The only things we know for certain about ATF’s disastrous Fast and Furious operation so far are: thousands of firearms were secreted into Mexico by the Bureau of Alcohol, Tobacco, Firearms and Explosives (ATF) without the Mexican government’s knowledge; hundreds of Mexicans and one US Border Patrol agent were killed by these guns; Attorney General Eric Holder has lied before the House Oversight and Government Reform Committee about his involvement in the operation, and President Barack Obama has invoked Executive Privilege to keep Fast and Furious documents hidden. All of this under the most corrupt administration since Warren G. Harding.

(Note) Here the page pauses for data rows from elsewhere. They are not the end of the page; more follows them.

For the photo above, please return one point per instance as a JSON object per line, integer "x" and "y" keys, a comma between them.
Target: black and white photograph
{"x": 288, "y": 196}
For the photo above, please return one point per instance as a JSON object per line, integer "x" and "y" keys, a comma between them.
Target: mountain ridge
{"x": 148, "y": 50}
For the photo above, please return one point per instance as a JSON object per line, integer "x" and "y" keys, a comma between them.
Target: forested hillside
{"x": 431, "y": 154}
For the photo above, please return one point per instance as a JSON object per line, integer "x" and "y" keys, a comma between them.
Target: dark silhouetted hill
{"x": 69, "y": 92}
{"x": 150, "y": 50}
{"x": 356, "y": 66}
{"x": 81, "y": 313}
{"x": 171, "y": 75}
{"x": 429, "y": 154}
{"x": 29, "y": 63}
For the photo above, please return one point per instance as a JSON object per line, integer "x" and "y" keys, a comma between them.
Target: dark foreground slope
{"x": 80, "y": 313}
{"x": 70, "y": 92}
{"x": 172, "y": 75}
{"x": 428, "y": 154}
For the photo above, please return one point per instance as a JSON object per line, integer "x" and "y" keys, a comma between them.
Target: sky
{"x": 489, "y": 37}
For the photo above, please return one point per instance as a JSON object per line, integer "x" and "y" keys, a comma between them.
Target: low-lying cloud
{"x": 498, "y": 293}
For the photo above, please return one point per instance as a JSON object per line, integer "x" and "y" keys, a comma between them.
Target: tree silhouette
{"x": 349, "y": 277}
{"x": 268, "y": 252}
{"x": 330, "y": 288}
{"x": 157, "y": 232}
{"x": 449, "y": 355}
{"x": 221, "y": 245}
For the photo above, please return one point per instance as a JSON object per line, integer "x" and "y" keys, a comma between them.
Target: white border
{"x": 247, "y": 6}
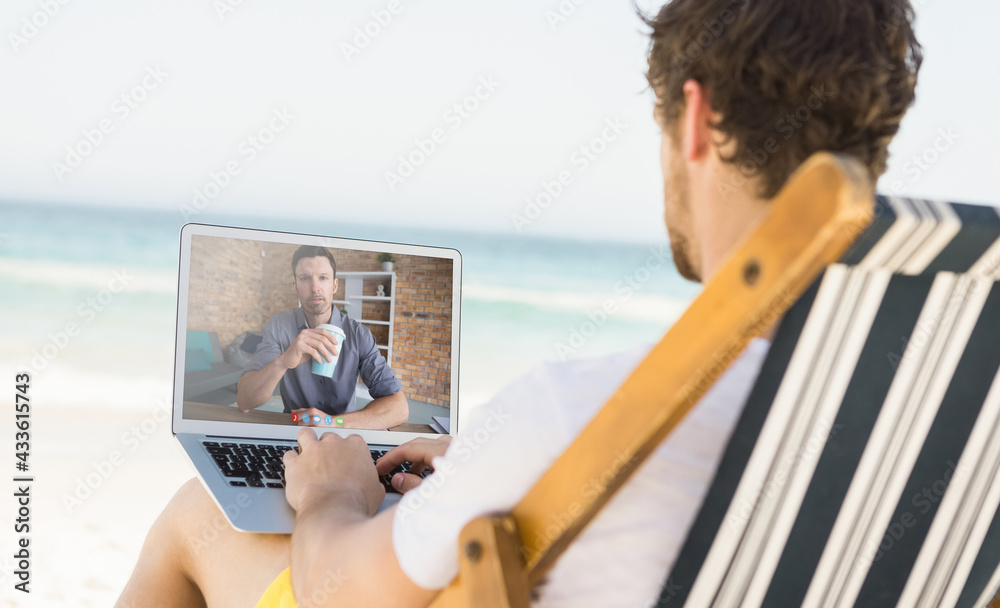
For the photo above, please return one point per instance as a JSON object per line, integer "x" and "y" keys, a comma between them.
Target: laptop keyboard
{"x": 260, "y": 465}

What does it take to put together an operation such as Fast and Furious and who would necessarily have to be involved? A fully credentialed law enforcement officer and former undercover operative for ATF and US Customs, Mike Downie provides an insider’s view for TGM.
“Depending on which agency you’re working, for an operation such as Fast and Furious is either called a Class 1 or Group 1 undercover operation,” informs Downie. “Any time the number one comes into play there is a special committee that has to approve it before it can be worked. As soon as a Group 1 operation is approved, it is assigned an assistant US attorney (AUSA).” As for an operation such as Fast and Furious where laws were broken and regulations ignored, there are exceptions that allow for it.